Nun … ich wurde nicht enttäuscht. Aber so begeistert wie erhofft bin ich auch nicht. Zuerst muss ich sagen, dass die entworfene Welt dem Autor wirklich gut gelungen ist. Ich habe die Atmosphäre gespürt, fand die gut dosiert eingestreuten Science-Fiktion Elemente und die fortgeschrittene Technologie, um die sich das Buch ja in großen Teilen dreht, super beschrieben. Ich konnte mir alles vorstellen und fand es unheimlich interessant, wie der Autor kreativ und doch faktenbasiert mit all diesen Elementen umgegangen ist und wissenschaftlichen Perspektiven in seinem Roman Raum gegeben hat. Dafür schon einmal ein großes Lob!

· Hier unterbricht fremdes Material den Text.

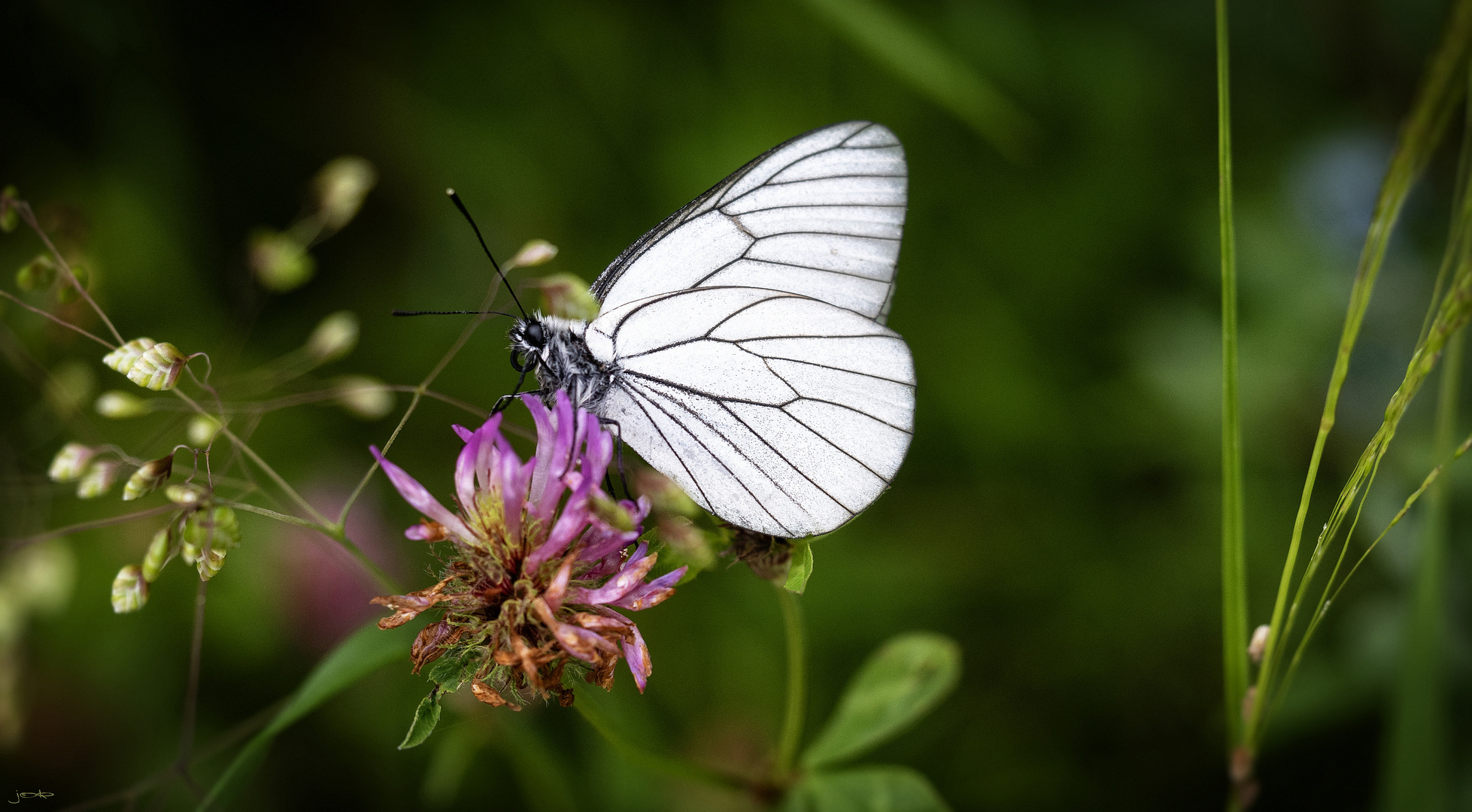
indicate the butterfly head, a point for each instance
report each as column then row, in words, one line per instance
column 529, row 338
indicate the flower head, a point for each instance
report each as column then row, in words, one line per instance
column 542, row 562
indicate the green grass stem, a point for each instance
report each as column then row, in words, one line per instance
column 1416, row 764
column 795, row 712
column 1234, row 567
column 1427, row 123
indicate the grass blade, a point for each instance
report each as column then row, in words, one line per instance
column 927, row 65
column 1416, row 764
column 1427, row 123
column 1234, row 556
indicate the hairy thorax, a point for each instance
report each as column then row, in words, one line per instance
column 555, row 349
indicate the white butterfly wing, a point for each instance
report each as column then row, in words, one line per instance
column 773, row 411
column 821, row 217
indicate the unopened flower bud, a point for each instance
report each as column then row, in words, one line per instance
column 342, row 187
column 71, row 462
column 161, row 550
column 9, row 218
column 130, row 592
column 567, row 296
column 147, row 478
column 427, row 532
column 184, row 493
column 99, row 478
column 363, row 396
column 123, row 358
column 67, row 292
column 1259, row 644
column 158, row 368
column 280, row 261
column 333, row 338
column 35, row 274
column 202, row 430
column 536, row 252
column 120, row 405
column 208, row 536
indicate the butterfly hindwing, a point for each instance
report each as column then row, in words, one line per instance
column 778, row 412
column 821, row 217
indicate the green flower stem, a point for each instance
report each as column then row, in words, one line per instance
column 321, row 524
column 797, row 687
column 654, row 762
column 1234, row 558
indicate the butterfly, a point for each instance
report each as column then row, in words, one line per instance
column 741, row 344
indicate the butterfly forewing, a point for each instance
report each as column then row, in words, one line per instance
column 747, row 343
column 773, row 411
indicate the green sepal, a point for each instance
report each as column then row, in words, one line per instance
column 457, row 667
column 426, row 717
column 801, row 567
column 866, row 789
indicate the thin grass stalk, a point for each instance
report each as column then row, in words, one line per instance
column 1234, row 558
column 1431, row 111
column 1416, row 765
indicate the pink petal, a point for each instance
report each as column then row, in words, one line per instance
column 651, row 593
column 415, row 495
column 627, row 578
column 466, row 471
column 638, row 658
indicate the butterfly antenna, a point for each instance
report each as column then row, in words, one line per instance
column 493, row 264
column 451, row 314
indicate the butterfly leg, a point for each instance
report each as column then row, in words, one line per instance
column 505, row 401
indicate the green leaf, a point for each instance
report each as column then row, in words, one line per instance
column 801, row 567
column 900, row 683
column 367, row 650
column 866, row 789
column 457, row 667
column 426, row 717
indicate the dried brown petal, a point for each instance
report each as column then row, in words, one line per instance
column 486, row 693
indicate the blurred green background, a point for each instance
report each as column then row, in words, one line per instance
column 1058, row 514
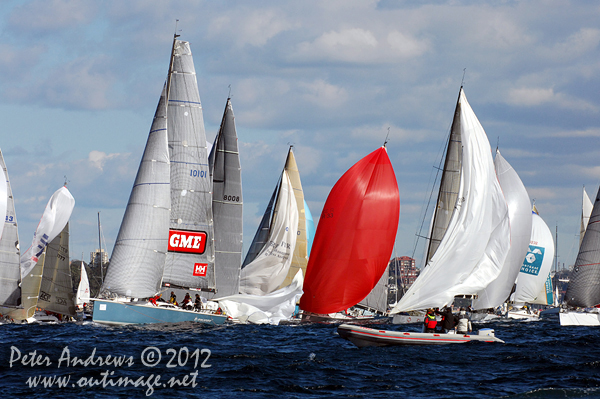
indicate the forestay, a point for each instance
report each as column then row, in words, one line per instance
column 10, row 271
column 268, row 270
column 519, row 212
column 476, row 243
column 584, row 280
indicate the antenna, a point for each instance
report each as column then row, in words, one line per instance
column 386, row 137
column 176, row 35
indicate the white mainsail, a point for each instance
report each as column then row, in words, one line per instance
column 55, row 217
column 520, row 231
column 270, row 267
column 56, row 289
column 475, row 245
column 536, row 265
column 586, row 211
column 83, row 290
column 10, row 272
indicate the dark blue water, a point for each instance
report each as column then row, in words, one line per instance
column 539, row 360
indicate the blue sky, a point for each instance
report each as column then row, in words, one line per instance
column 81, row 81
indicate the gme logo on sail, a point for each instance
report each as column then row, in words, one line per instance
column 187, row 241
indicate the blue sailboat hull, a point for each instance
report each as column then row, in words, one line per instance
column 121, row 313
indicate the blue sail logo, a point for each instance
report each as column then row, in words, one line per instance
column 533, row 260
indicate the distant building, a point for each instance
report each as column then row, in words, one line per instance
column 403, row 273
column 96, row 256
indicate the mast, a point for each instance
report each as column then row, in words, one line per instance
column 99, row 251
column 449, row 185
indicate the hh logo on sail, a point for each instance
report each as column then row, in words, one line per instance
column 200, row 269
column 187, row 241
column 533, row 260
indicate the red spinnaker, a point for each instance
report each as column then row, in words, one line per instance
column 355, row 236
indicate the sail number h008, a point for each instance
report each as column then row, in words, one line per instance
column 187, row 241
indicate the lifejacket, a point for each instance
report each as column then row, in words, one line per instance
column 430, row 321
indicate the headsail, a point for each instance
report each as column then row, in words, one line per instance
column 536, row 265
column 355, row 236
column 584, row 289
column 56, row 290
column 226, row 173
column 475, row 245
column 10, row 271
column 138, row 258
column 518, row 203
column 83, row 289
column 268, row 270
column 586, row 210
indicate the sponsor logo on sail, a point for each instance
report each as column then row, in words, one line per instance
column 200, row 269
column 187, row 241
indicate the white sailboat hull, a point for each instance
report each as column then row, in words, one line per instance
column 363, row 336
column 571, row 318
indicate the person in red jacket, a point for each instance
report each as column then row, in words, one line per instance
column 430, row 321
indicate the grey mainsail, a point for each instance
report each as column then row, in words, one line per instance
column 191, row 256
column 56, row 290
column 449, row 187
column 584, row 279
column 138, row 258
column 262, row 233
column 226, row 173
column 10, row 274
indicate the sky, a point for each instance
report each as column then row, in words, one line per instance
column 81, row 80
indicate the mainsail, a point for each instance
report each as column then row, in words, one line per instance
column 188, row 265
column 56, row 290
column 270, row 267
column 518, row 203
column 300, row 256
column 355, row 236
column 586, row 210
column 10, row 274
column 138, row 258
column 226, row 172
column 536, row 265
column 83, row 289
column 584, row 279
column 476, row 242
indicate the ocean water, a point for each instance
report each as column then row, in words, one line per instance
column 538, row 360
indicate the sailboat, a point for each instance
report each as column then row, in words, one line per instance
column 56, row 289
column 83, row 292
column 166, row 236
column 354, row 239
column 264, row 297
column 10, row 274
column 534, row 285
column 227, row 203
column 583, row 292
column 517, row 199
column 472, row 247
column 36, row 286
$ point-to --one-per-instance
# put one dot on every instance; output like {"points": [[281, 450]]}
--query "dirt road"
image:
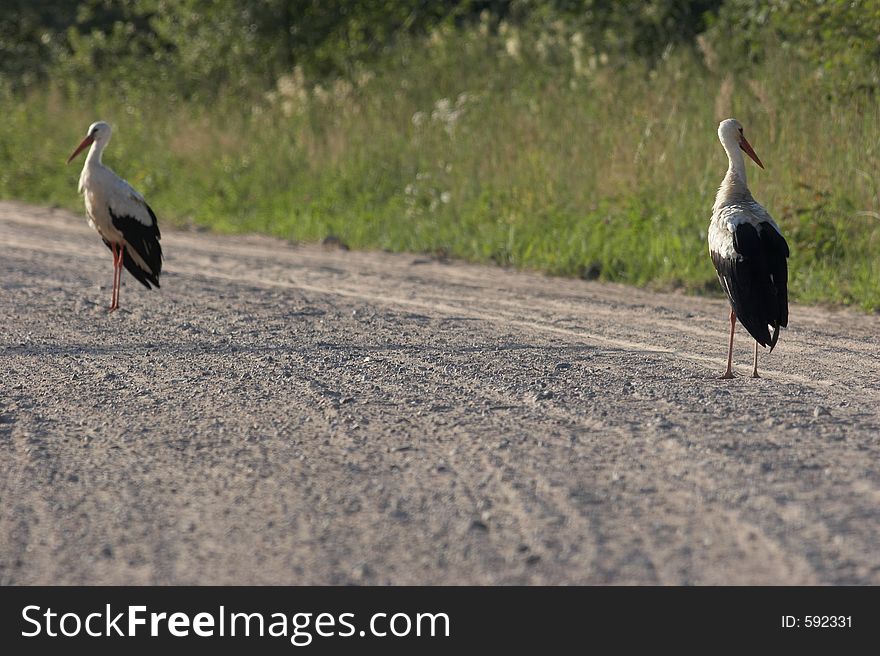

Der Einstieg ist dann auch sehr interessant, die Stimmung geheimnisvoll. Mein Interesse an den Kraken war sofort geweckt. Ein wenig hat mir der Thriller-Aspekt dann im weiteren Verlauf der Handlung aber doch gefehlt. Ja, das Buch hat auch durchaus Spannungselemente und eine fein gestrickte Atmosphäre (ich finde auch das asiatische Setting sehr gut umgesetzt, muss ich sagen), aber es ist vor allem eine philosophische Auseinandersetzung mit dem Leben an sich, mit der Frage, wo das Bewusstsein beginnt, mit der Erforschung von Kommunikation und macht auf gesellschaftlich hochrelevante Themen wie die Potenziale und Gefahren von KI aufmerksam. Insbesondere die philosophischen und gesellschaftskritischen Fragen, die Einblicke in die Forschung zum Thema Bewusstsein und die damit verwobenen dystopischen Elemente haben mir enorm gut gefallen. Und als solches sollte man das Buch denke ich auch sehen und lesen. Etwas schade finde ich in diesem Zusammenhang vor allem, dass das Buch in erster Linie als Öko-Thriller angepriesen wird, und ich weiß nicht so recht, ob es das wirklich trifft. Mich hat das Buch manchmal sogar ein wenig an Filme wie „Arrival“ (den ich sehr toll finde) erinnert.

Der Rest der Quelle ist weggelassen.